Incidentally, Justin writes, "Bennett, after disclaiming that he was a Straussian of any stripe, offered a lucid mini-tutorial on justice in Plato's Republic, and gently (perhaps too gently) advised his interlocutors that they were not in full command of their faculties." I have never read Strauss, but this would seem to give substance for my grounds over the last 30+ years for loving the _Republic_ so much. Whitehead remarks that the history of western philosophy is a series of footnotes to Plato, I don't know if that is true or not, but certainly the history of western apologies for oppression (i.e., conservatism) is a series of footnotes to the Republic. There, and to some extent there alone or at least most clearly, we can see fully exposed the face of the enemy.

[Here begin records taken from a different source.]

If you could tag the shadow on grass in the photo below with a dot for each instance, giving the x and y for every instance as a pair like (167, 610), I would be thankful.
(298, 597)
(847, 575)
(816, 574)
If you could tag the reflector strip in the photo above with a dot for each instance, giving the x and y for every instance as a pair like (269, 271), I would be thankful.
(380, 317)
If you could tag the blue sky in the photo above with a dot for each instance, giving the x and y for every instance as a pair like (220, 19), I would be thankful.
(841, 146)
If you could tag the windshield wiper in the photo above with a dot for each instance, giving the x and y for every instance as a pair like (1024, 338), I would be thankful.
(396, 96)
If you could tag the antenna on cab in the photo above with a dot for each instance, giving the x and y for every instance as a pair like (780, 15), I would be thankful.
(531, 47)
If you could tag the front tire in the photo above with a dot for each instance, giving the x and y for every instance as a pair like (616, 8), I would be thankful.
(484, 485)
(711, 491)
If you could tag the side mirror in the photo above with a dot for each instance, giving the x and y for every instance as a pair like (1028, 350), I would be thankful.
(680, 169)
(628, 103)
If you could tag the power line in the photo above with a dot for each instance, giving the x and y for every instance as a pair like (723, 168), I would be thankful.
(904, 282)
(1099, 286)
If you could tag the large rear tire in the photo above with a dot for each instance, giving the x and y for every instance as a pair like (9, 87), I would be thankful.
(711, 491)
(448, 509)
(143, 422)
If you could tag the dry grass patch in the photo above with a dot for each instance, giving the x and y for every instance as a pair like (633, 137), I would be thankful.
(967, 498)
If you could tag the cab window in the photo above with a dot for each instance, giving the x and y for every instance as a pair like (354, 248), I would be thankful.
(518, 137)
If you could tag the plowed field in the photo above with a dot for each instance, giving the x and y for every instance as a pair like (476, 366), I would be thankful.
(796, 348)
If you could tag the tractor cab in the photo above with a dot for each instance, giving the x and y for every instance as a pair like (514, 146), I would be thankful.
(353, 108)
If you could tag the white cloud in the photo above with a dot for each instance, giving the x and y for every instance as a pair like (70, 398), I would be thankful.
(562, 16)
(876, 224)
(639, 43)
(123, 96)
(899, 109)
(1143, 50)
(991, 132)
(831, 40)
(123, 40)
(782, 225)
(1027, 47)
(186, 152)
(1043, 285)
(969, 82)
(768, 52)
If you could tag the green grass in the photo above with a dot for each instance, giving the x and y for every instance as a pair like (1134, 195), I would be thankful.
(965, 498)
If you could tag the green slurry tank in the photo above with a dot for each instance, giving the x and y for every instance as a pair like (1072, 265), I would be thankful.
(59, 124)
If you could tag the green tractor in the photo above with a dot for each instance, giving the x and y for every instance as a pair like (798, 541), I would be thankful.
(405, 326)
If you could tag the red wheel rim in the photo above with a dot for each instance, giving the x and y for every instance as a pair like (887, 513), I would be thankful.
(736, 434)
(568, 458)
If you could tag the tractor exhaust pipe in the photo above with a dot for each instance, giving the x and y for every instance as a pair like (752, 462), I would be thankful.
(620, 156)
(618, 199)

And this, incidentally, is the grounds for my questioning, over the last few years, the historical accuracy or the political wisdom of using the word fascist to apply to most (and certainly the most serious) contemporary challenges to democracy. Conservatism, reaction, tyranny come in many species, only one of which is fascism, and fascism almsot certainly is _not_ the main danger on the right at the present time. To warn against fascism is to disguise the real dangers.
Charles mistook me a bit in a recent post. He thought I was using rabbits as analogy to political positions. I was using rabbits merely to illustrate the logical categories of genus and species. To argue that Fascism has feature X and the neoconservatives have feature X is not evidence that they are both fascist. Rabbits nurse their young. Lions nurse young. That does not mean that rabbits are lions. Basketballs are spherical. Planets are spherical. That does not mean that basketballs are planets. Fascism is a tyranny, but not all tyrannies are fascist.